# Huge Thanks!!!!!!



## djleye (Nov 14, 2002)

A big thanks to Jed, Tyler, Dean, Blake and Jason. It was a blast fellas. I also think you owe me since I guaranteed a great evening hunt by leaving after the morning hunt. Thanks again. :beer: :beer: :beer:

Dan


----------



## GooseBuster3 (Mar 1, 2002)

No prob :wink:


----------



## gandergrinder (Mar 10, 2002)

Your welcome. Let us know when your up for it again.


----------



## duxnbux (Feb 25, 2002)

Great hunt guys....thanks for the hook-up. Sweet grind in the afternoon as well....

Sorry for having to leave early, I owe you all!


----------



## djleye (Nov 14, 2002)

Hope everything went ok for the little one Jason.


----------



## Maverick (Mar 4, 2002)

Man what a weekend!! Thanks for scouting guys! I hada sh#t eating grin on my face the whole time. I think I had 4 shells left after that night! It was by far one of the best Snow goose hunts that I have been on! I was glad my Oldhunter got out on Sunday and enjoyed it as well!

Thanks again and let's do it again soon!

Mav....


----------



## mallard (Mar 27, 2002)

Mav out called the e- caller on sunday :lol: .The barks he was doing were perfect,but I think I flared a flock,by laughing, when he was doing the "mum-mum-mum".


----------



## djleye (Nov 14, 2002)

I was wondering why you guys even have an e-caller when I heard the mouth barks and yelps when they were all over us before the sun came up. I thought they sounded damn good. I also thought we were very restrained before the sun came up and they were on us like mosquitoes!! Dean, if you are doing a saturday pm or a sunday am hunt, Let me know that would work good for me.


----------



## Maverick (Mar 4, 2002)

Let me know as well there's a chance I could make it out on Sat. evening as well, or Sunday morning!
although I already have enough goose meat in my freezer...

Mavv...


----------



## djleye (Nov 14, 2002)

If your making that jerky Mav you never have enough!!!!!! MMM-MMMM


----------



## GooseBuster3 (Mar 1, 2002)

DJleye Im hunting Sat morn if you wanna go again. Just drop me a PM. :wink:


----------



## Perry Thorvig (Mar 6, 2002)

Djleye,

You left again just before the hunting got good. Funny. You didn't learn from last fall.
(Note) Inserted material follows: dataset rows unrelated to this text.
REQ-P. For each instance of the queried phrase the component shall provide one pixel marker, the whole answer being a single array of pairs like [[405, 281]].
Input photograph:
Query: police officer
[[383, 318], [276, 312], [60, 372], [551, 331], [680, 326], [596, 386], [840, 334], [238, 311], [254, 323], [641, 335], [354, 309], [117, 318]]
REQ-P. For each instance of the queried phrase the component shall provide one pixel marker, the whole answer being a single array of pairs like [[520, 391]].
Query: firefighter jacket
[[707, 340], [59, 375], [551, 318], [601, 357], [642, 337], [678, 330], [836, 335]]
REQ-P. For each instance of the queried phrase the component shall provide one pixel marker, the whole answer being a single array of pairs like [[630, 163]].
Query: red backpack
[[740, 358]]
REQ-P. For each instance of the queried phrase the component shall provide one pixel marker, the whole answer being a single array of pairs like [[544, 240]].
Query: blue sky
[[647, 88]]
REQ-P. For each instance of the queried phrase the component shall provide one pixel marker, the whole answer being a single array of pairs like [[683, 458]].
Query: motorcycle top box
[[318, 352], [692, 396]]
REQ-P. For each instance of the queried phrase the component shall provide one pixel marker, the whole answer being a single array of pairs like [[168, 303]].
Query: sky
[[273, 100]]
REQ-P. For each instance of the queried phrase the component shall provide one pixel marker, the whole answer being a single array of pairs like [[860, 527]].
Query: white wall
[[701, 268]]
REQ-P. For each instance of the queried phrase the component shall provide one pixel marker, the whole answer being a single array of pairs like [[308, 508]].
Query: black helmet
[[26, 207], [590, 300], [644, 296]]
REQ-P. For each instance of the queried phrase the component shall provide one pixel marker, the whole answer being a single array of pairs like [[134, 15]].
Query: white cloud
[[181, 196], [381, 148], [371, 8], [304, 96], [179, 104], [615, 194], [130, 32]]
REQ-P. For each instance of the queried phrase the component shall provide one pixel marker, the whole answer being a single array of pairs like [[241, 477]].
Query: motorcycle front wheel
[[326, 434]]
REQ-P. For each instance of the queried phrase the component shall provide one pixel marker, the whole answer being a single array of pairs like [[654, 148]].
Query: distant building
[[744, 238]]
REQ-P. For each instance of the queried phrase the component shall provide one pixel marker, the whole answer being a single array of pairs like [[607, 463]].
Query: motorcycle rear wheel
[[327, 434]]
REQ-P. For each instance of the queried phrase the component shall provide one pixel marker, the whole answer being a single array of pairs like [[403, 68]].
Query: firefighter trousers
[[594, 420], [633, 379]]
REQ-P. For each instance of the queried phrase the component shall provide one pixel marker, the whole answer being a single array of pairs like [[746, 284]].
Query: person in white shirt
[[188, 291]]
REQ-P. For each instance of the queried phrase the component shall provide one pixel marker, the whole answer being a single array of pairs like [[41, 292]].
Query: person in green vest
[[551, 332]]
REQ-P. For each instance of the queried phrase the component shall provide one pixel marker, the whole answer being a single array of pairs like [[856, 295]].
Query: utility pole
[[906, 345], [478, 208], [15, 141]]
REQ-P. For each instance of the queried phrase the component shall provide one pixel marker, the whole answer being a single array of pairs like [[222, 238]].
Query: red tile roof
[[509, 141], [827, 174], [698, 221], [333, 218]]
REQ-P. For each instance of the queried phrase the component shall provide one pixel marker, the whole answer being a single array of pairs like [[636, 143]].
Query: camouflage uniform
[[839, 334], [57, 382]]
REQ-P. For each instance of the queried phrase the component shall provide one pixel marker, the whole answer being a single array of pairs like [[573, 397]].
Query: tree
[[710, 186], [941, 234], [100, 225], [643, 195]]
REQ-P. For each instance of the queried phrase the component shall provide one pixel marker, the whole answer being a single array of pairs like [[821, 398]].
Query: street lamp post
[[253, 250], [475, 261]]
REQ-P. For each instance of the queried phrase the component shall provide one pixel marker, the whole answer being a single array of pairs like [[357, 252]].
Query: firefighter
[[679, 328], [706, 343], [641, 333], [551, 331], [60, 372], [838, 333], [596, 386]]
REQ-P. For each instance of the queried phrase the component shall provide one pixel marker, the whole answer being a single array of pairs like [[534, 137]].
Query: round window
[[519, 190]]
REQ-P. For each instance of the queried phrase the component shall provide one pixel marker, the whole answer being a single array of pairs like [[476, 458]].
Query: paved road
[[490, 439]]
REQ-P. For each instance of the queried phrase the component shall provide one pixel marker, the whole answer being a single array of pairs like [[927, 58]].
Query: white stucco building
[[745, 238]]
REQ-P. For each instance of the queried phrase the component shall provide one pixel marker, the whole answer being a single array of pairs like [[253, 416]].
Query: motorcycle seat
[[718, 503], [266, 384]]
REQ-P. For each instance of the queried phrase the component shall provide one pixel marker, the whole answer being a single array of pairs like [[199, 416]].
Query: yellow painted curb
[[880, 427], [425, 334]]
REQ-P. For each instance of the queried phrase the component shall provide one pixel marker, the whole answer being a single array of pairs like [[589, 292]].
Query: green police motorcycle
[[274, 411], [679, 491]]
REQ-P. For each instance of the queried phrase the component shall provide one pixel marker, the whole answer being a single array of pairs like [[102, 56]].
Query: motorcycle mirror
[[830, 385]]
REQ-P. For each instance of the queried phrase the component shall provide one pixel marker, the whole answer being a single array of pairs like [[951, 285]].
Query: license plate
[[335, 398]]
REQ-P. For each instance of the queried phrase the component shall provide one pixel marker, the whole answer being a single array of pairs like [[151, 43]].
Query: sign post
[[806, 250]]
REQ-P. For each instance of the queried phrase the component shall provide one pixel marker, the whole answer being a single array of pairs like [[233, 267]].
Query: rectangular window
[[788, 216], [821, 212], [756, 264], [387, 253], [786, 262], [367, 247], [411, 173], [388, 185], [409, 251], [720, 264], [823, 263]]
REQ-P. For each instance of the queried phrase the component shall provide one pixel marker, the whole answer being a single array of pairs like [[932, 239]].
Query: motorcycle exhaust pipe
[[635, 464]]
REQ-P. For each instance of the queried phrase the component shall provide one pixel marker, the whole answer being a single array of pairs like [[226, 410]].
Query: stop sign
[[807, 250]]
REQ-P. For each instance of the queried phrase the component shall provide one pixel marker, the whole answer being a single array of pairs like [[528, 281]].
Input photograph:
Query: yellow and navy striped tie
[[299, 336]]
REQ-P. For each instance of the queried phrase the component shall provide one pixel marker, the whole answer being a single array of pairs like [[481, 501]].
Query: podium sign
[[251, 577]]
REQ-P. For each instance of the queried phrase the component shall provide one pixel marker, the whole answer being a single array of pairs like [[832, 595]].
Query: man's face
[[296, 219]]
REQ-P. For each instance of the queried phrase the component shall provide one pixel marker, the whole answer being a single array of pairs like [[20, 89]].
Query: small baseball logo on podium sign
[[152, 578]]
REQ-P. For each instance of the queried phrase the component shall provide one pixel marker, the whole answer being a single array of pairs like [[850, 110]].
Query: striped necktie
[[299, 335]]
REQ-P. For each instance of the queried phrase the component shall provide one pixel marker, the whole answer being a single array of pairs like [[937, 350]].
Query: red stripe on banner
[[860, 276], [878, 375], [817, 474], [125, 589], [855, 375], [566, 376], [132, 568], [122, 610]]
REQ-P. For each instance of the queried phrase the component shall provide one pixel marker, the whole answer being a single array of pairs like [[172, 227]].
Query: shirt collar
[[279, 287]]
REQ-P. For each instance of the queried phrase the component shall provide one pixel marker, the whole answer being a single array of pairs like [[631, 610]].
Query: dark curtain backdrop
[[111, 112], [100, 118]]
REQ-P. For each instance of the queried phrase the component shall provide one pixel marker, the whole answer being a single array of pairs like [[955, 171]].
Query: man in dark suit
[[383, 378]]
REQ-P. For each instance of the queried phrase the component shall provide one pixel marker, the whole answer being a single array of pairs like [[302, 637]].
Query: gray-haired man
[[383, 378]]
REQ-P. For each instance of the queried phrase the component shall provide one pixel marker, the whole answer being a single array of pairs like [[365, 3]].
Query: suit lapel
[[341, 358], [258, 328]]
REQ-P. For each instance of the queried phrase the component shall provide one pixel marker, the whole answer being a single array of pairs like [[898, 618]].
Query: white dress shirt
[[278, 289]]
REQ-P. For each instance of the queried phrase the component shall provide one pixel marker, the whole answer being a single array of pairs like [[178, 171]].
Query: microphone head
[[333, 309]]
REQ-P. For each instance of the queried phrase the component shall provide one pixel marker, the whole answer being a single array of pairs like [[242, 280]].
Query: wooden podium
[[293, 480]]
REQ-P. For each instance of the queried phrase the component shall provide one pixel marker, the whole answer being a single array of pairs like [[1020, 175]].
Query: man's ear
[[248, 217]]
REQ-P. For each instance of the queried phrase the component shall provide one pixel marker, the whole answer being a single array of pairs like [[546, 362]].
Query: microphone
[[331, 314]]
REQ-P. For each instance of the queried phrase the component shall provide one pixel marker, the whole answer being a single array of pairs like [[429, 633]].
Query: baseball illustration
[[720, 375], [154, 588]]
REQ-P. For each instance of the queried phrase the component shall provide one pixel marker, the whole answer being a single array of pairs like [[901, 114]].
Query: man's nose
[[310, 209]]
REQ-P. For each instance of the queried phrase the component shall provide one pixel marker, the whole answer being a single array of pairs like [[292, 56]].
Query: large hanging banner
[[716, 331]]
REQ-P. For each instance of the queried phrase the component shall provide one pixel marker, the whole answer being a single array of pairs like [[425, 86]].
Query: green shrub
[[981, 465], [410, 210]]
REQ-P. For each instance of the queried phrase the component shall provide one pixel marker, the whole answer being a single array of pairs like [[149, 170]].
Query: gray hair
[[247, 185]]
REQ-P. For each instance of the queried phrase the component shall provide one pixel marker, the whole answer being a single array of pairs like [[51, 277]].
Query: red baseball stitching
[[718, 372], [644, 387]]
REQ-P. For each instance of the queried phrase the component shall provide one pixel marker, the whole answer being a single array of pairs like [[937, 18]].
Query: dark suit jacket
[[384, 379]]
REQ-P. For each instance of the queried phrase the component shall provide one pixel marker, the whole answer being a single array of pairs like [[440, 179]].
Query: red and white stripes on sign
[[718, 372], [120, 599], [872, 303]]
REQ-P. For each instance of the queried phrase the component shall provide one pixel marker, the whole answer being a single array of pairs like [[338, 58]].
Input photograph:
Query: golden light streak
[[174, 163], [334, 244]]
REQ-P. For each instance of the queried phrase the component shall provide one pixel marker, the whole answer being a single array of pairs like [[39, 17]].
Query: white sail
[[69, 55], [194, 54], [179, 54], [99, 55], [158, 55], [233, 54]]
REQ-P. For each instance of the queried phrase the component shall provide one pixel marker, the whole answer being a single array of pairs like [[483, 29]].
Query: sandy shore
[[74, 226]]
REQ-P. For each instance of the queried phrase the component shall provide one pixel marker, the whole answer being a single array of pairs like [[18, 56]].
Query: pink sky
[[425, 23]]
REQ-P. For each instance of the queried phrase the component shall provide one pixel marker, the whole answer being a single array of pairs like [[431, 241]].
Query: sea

Next fall, when we go up to Canada, please leave on Sunday night just after you are there for a day. Hunting will be good for the rest of us for the next several days.


----------



## djleye (Nov 14, 2002)

Damn.... I'm gettin a rep!!!!    And GG gave me a nickname for taking that first snow last weekend. Not as bad as gb3's nickname! :wink: I just never thought the hunt would get better than it was that morning. Of course they did have more guns in the spread. I'm not complaining about a 45 bird morning!!!!
Plus, Perry, think of all the get out of jail free cards I gained by getting back to the house by noon, heck, the family hadn't even left the house yet.


----------



## GooseBuster3 (Mar 1, 2002)

Hey my nickname aint that bad! :lol: :lol:


----------



## djleye (Nov 14, 2002)

I was referring to the one that talked ablut your love of sheep!!!

:wink: :wink:


----------



## gandergrinder (Mar 10, 2002)

Remember you got named for killing an innocent canada goose. Well Dan got named for killing an innocent juvy snow.


----------